5月11日がピークだった東証1部上場企業の決算発表。多くの企業は決算発表の際に、その次の期の売上高や経常利益(日常的な活動による儲け)といった自社の業績予想も公表する。

 会社側の業績予想には、業界や個別企業に特有の「クセ」があることはあまり知られていない。

 業績予想と結果の長期傾向を見れば、クセや業界の動向が浮かび上がり、投資だけでなく、業界分析に役に立つという。

 ということで週刊朝日では、新たな企業指標を設け、金融情報会社T&Cフィナンシャルリサーチに計算してもらった。

 新指標は、日経平均の算出に使われる東証1部上場の225社について、過去10年間の「会社予想」と「結果」を比較したものだ。

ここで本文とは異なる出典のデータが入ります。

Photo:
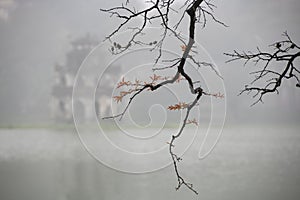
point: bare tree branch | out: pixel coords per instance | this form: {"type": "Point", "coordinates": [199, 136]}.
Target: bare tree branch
{"type": "Point", "coordinates": [198, 11]}
{"type": "Point", "coordinates": [285, 52]}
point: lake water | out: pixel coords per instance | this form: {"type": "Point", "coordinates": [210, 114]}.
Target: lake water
{"type": "Point", "coordinates": [247, 163]}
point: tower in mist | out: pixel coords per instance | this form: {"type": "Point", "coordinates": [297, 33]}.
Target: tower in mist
{"type": "Point", "coordinates": [61, 97]}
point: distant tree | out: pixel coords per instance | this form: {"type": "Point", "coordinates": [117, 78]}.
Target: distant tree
{"type": "Point", "coordinates": [160, 11]}
{"type": "Point", "coordinates": [276, 66]}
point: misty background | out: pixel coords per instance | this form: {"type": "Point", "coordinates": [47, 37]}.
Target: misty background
{"type": "Point", "coordinates": [257, 156]}
{"type": "Point", "coordinates": [35, 35]}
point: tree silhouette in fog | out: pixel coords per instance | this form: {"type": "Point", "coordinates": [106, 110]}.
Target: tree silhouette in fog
{"type": "Point", "coordinates": [275, 67]}
{"type": "Point", "coordinates": [197, 12]}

 これらの会社について、結果が会社予想を上回る、つまり自分が当初予想したよりも高い業績を上げられたら「勝ち」、低い業績なら「負け」とし、「勝率」を計算した。すると、高い勝率を誇る企業が浮かび上がってきた。

 勝率の上位を見て、まず目に留まるのが自動車や自動車部品の会社だ。

 勝率80%以上にデンソー、トヨタ自動車、スズキ、いすゞ自動車、日野自動車、ホンダと、ズラリと並んでいるのだ。歴史的な円高のあおりを受けた輸出企業の代表格だけに、意外と思われる方も多いのではなかろうか。計算を担当したT&Cの本吉亮氏が分析する。

「自動車メーカーは慎重に予想を立てるクセがあります。その自動車メーカーが大幅増益を予想しているのですから、今期は期待できるのではないでしょうか」

 例えば、トヨタの予想は168%増、ホンダは146.7%増と、かなりの急回復だ。